The hypnotic state evinces an extraordinary extension of faculty. Dr Bramwell's remarkable series of experiments on "time appreciation" shows that orders were carried out by the subject at expiration of such periods as 20,290 minutes from the beginning of the order. In her normal state the female subject of this experiment was incapable of correctly calculating how many days and hours 20,290 minutes would make, and even in her hypnotised condition could reckon only with errors; yet, what is singular to relate, even when a blunder was made in the former calculation the order of the hypnotist was none the less fulfilled when the correct period expired. The conclusion is not easy to avoid: that beneath the stratum of human consciousness brought to the surface by hypnotism there is one—perhaps two—"subliminal" strata more alert and more capable than our ordinary workaday ego.

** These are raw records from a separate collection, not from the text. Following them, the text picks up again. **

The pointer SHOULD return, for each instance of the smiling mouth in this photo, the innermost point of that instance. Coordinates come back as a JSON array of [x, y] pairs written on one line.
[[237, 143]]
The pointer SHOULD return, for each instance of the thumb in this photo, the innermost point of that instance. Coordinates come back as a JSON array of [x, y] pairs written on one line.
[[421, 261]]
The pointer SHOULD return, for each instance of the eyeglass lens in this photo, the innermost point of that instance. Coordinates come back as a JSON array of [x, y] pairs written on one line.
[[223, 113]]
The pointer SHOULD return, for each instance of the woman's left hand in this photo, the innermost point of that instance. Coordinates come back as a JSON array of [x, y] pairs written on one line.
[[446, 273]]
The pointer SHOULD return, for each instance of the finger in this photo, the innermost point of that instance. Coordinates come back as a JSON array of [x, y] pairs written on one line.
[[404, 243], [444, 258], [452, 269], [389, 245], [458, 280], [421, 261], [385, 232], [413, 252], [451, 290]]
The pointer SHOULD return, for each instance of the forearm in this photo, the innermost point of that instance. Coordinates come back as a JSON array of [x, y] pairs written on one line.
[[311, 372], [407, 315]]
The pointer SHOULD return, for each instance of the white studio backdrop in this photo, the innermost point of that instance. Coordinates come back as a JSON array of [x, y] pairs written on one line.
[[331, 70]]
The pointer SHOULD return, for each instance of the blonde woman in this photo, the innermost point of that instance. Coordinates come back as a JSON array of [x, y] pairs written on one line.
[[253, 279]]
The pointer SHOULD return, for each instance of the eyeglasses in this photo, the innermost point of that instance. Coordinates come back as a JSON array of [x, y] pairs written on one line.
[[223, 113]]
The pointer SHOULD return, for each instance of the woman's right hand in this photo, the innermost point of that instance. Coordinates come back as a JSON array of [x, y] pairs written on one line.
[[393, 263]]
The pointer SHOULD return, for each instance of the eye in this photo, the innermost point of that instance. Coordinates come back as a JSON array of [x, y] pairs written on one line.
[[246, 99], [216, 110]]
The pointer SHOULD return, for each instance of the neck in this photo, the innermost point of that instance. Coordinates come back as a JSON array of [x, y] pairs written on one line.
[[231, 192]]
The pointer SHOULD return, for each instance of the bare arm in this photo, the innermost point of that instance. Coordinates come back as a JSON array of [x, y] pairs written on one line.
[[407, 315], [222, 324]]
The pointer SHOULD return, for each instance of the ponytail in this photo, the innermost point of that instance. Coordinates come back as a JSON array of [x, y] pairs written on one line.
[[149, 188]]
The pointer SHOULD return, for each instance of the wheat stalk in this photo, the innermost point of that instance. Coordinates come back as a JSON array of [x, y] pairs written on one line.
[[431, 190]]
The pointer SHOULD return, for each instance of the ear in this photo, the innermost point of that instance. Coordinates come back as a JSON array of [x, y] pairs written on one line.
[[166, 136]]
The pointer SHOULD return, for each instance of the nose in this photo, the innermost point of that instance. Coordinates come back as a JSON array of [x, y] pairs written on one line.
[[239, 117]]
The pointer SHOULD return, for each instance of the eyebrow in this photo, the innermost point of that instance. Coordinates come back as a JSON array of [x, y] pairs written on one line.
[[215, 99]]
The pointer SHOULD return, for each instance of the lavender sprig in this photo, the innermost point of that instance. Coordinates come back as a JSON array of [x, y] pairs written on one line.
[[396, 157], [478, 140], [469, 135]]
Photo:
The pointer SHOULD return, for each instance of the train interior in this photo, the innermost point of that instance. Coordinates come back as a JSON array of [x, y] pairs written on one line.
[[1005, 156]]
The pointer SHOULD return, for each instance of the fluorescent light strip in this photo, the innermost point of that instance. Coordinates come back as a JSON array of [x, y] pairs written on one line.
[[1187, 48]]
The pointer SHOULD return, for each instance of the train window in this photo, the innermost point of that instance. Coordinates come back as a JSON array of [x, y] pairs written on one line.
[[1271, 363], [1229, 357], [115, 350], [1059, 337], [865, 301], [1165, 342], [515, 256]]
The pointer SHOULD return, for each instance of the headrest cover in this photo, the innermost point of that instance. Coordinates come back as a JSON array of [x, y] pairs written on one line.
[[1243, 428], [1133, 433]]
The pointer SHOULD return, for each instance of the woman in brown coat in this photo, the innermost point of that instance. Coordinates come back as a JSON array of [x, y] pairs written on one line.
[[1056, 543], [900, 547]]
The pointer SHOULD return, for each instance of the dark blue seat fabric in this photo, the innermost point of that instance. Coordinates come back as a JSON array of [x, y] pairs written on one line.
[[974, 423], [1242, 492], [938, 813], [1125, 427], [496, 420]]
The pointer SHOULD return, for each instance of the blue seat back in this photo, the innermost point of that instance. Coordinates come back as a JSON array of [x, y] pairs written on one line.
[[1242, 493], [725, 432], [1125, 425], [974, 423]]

What light this theory of a "subliminal" self will shed on our subject we will see when we come to discuss clairvoyance and the trance utterances of the spiritualistic "medium."
CHAPTER III
PHANTASMS OF THE LIVING
We have seen that the hypnotic agent is able to project from his own brain certain thoughts and images into the mind of the percipient. "When," writes Professor Barrett, "the subject was in the state of trance or profound hypnotism, I noticed that not only sensations, but also ideas or emotions, occurring in the operator appeared to be reproduced in the subject without the intervention of any sign, or visible or audible communication.... In many other ways I convinced myself that the existence of a distinct idea in my own mind gave rise to some image of the idea in the subject's mind, not always a clear image, but one that could not fail to be recognised as a more or less distorted reflection of my own thought. The important point is that every care was taken to prevent any unconscious muscular action of the face, or otherwise giving any indication to the subject."

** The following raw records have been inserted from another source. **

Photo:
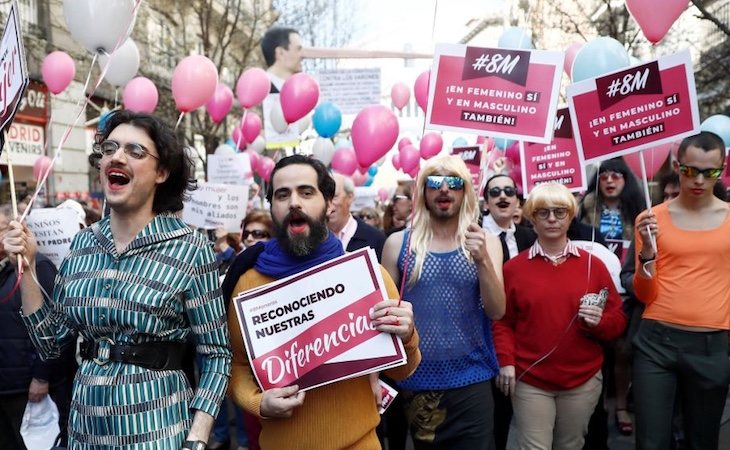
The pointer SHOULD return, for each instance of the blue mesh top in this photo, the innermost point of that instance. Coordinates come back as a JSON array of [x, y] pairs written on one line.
[[456, 335]]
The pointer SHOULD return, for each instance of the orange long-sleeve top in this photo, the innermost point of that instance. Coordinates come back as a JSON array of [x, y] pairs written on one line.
[[692, 283], [338, 415]]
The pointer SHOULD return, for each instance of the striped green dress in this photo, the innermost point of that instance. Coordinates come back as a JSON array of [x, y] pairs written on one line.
[[161, 288]]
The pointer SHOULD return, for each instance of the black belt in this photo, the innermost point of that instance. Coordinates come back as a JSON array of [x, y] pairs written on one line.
[[151, 355]]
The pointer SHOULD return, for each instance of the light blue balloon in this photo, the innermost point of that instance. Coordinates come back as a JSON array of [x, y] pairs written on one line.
[[459, 142], [720, 125], [503, 143], [343, 143], [599, 57], [327, 119], [515, 37]]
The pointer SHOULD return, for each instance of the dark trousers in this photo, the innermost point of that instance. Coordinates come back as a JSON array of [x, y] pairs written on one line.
[[453, 419], [694, 366]]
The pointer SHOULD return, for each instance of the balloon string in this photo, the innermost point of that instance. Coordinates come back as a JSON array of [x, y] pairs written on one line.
[[179, 119], [82, 108]]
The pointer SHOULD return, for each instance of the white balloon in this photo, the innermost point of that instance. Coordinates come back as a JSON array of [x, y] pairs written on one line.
[[323, 150], [515, 37], [258, 145], [123, 64], [224, 149], [277, 119], [99, 24]]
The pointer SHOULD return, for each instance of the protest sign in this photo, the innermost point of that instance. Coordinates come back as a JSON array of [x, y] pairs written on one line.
[[632, 109], [558, 162], [350, 89], [494, 91], [230, 169], [54, 230], [472, 157], [13, 68], [216, 206], [313, 328]]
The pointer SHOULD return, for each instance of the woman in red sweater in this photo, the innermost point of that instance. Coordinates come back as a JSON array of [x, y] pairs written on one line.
[[561, 304]]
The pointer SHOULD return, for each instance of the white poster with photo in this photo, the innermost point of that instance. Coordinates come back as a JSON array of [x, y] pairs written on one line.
[[214, 206], [54, 229], [230, 169]]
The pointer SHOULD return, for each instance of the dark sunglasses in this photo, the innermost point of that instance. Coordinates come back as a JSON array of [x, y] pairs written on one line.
[[495, 192], [136, 151], [436, 181], [544, 213], [612, 175], [257, 234], [692, 172]]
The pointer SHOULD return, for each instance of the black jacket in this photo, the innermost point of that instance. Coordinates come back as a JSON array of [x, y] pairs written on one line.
[[19, 362]]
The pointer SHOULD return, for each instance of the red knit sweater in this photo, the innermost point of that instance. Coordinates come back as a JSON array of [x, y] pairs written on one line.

This presumed mode of communication between one individual and another, without the intervention of any known sense, Professor Barrett, arguing on electrical analogies, is inclined to suggest might be due to some form of nervous induction. But is this faculty restricted in its operation to a hypnotised subject? If it were, the significance of the phenomena would be very much lessened. We should leave telepathy out of our account. But it is not so restricted. The ideas and images are capable of being projected not only to a hypnotised person, but to one who is apparently not under any hypnotic influence whatever. Yet we still must be careful of how we call in the aid of any "supernatural" agency to account for the influences I am about to relate—the translation of ideas and motor impulses from one person to another without the aid of any known sense. The transference of pictures which we described in the last article has been achieved in hundreds of cases by an agent upon a hypnotised percipient. Here we have telepathy apparently at work, but not, however, at any great distance, nor successful in conjuring up really vivid or ominous hallucinations. The scientific term for these is "sensory automatisms," and many instances of these are given by Edmund Gurney, author of "Phantasms of the Living."

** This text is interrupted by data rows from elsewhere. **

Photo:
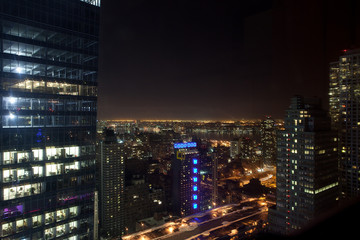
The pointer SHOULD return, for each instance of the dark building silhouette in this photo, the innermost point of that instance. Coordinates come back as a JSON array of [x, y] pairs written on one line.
[[306, 169]]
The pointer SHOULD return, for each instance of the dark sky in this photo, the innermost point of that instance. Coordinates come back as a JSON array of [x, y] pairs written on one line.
[[217, 59]]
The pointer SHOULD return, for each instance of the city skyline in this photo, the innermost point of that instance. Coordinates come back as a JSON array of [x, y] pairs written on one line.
[[219, 60]]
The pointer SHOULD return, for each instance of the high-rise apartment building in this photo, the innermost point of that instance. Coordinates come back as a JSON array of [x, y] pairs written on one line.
[[48, 80], [307, 167], [344, 96], [268, 141], [111, 186], [186, 179]]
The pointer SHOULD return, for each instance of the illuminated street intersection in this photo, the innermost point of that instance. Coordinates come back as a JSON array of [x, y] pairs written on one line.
[[231, 221]]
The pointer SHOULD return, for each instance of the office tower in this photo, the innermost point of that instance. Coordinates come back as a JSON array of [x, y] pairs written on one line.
[[47, 132], [186, 179], [234, 147], [111, 186], [344, 96], [307, 176], [207, 164], [268, 141]]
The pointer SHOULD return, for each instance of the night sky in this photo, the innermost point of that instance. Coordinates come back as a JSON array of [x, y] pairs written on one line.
[[218, 59]]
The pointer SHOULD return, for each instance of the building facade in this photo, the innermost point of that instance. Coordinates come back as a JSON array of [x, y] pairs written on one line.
[[344, 102], [48, 77], [111, 186], [307, 167], [186, 179], [268, 141]]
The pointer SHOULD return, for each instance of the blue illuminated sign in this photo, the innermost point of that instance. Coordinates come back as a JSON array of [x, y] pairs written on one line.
[[185, 145]]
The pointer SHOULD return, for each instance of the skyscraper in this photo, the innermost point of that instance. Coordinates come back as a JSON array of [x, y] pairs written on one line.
[[344, 96], [268, 141], [186, 179], [307, 169], [111, 186], [49, 52]]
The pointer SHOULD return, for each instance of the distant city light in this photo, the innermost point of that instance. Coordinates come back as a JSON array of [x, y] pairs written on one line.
[[12, 100], [185, 145], [19, 69]]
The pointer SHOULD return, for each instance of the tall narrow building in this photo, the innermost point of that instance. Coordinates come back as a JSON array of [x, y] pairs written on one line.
[[307, 167], [48, 80], [268, 141], [344, 102], [111, 186], [186, 179]]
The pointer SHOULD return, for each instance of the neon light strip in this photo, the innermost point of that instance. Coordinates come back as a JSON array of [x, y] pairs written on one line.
[[185, 145]]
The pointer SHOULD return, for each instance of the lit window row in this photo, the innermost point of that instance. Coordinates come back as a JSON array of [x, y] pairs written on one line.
[[59, 88], [36, 51], [45, 104], [42, 70], [53, 169], [51, 153], [22, 191], [11, 175], [12, 120], [36, 221]]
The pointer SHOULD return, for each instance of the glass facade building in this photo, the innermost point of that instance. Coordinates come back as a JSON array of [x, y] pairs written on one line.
[[48, 82], [344, 103], [306, 168]]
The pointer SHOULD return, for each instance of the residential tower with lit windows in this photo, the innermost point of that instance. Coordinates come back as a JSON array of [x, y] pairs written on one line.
[[307, 167], [344, 103], [186, 179], [48, 82]]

At an early period the Society for Psychical Research began a "Census of Hallucinations," which, with Gurney's book, now renders it possible for us to consider these phenomena with some certainty. The net result of all this investigation would seem to demonstrate that a large number of sensory automatisms occur amongst sane and healthy persons. We will later consider what difficulty lies in the way of attributing to telepathy the bulk of these phenomena. There is a widely accepted theory that telepathy is propagated by brain-waves, or, in Sir W. Crooke's phraseology, by ether-waves, of even smaller amplitude and greater frequency than those which carry X-rays. Such waves are supposed to pass from one brain to another, arousing in the second brain an excitation of image similar to the excitation or image from which they start in the first place. It has been pointed out that on this view there is no theoretical reason for limiting telepathy to human beings. Why may not the impulse pass between men and the lower animals, or between the lower animals themselves?